Alpine club huts (Alpenvereinshütten) or simply club huts (Clubhütten) form the majority of the over 1,300 mountain huts in the Alps and are maintained by branches, or sections, of the various Alpine clubs. Although the usual English translation of Hütte is "hut", most of them are substantial buildings designed to accommodate and feed significant numbers of hikers and climbers and to withstand harsh high alpine conditions for decades.

== Purpose and facilities ==
They provide hikers and climbers with accommodation and shelter, mainly in the Alpine region. The greater number of these huts are managed; several are only suitable for those able to be self-contained. Although fundamentally all those involved in mountain activities have access to the huts, preferential service is given to members of the Alpine clubs. These include reduced accommodation rates, mountaineer's meals, hot water for tea, the right to provide one's own food and alcohol-free drink (sometimes for a nominal fee). For unmanaged huts members can obtain a master key (alpine club key, Universalschlüssel or AV-Schlüssel) for a deposit from the local alpine branch. Sleeping accommodation may consist of beds, a mattress room (Matratzenlager) and emergency beds or shakedowns.

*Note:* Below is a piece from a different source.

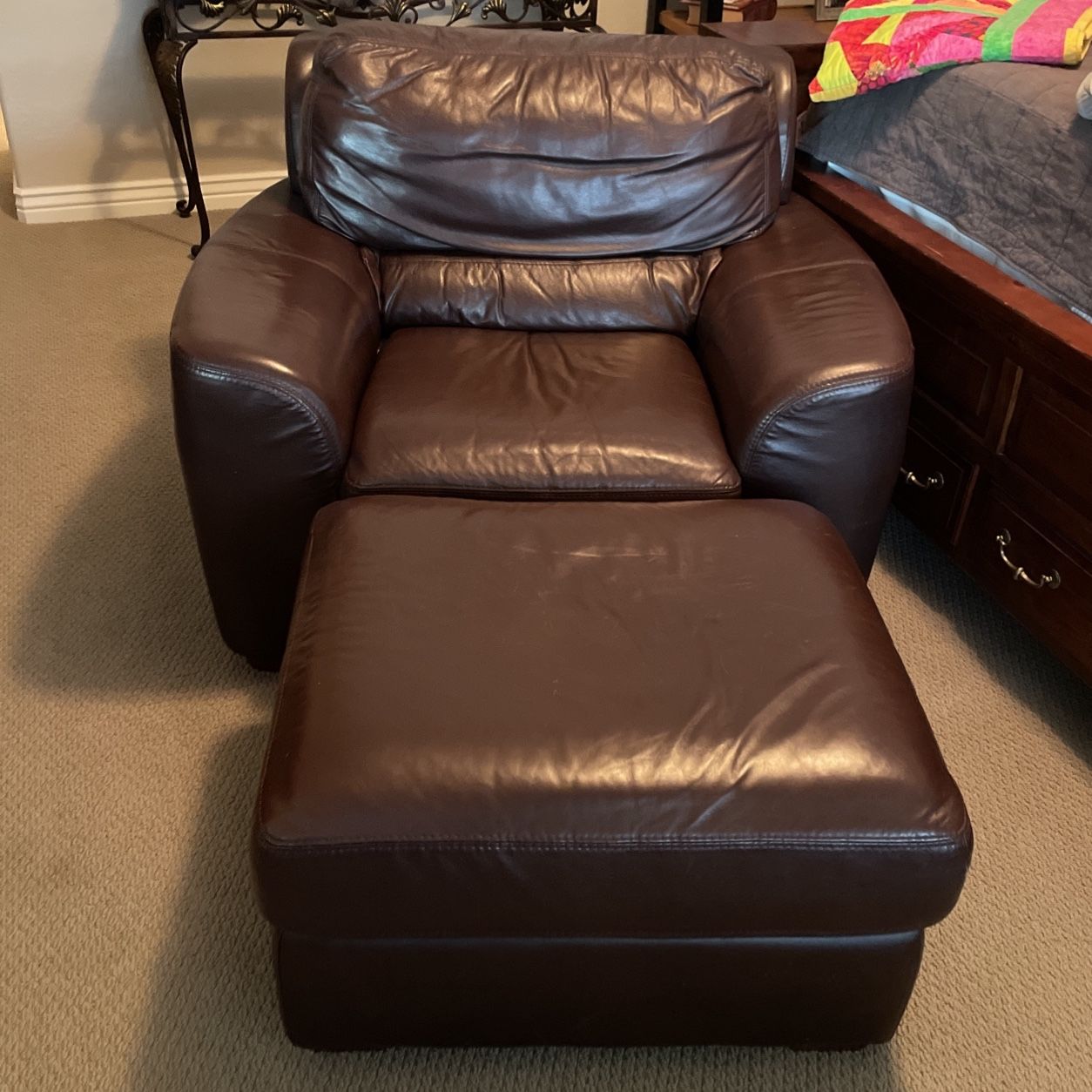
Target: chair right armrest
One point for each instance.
(811, 364)
(273, 338)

== Reciprocal agreement between clubs ==
The larger alpine clubs in Europe have a multilateral agreement to treat members of other clubs as their own members at their club's huts (reciprocal rights). These clubs include: the German and Austrian Alpine Clubs, the Club Alpin Français, the Club Alpino Italiano, the Swiss Alpine Club and the Federación Española de Montanismo as well as several smaller clubs.

== Categories ==
The German and Austrian Alpine Clubs as well as other alpine clubs divide their mountain huts into 3 categories based on situation and facilities as follows:

- Category I: these huts are usually situated at least 1 hour's walk from road transport or the nearest road and may have basic facilities. Some are tiny shelters near the summit of a mountain. In larger huts food and beverages may be served. Members have priority only in allocation of accommodation and claim a minimum discount of 50%.
- Category II: located in popular areas; and usually accessible by road or cableway, these huts are often open throughout the year. With better facilities and more varied catering than category I huts, members have a minimum discount of 30%.
- Category III: primarily used by day visitors and accessible by car or cableway. These huts are almost akin to hotels, offering a minimum overnight discount of 10% to alpine club members.

== Private huts ==
In addition to the alpine club huts there is also a large number of alpine accommodation huts run by private individuals. These are listed in the List of mountain huts in the Alps.

== North America ==
The Alpine Club of Canada (ACC) is Canada's national mountain club, based in Canmore, Alberta, the ACC has been a focal point for Canadian mountaineers since 1906. The Alpine Club of Canada operates the largest network of back-country accommodation in North America. Its network of 25 alpine club huts are scattered across Canada, predominantly throughout the Canadian Rockies.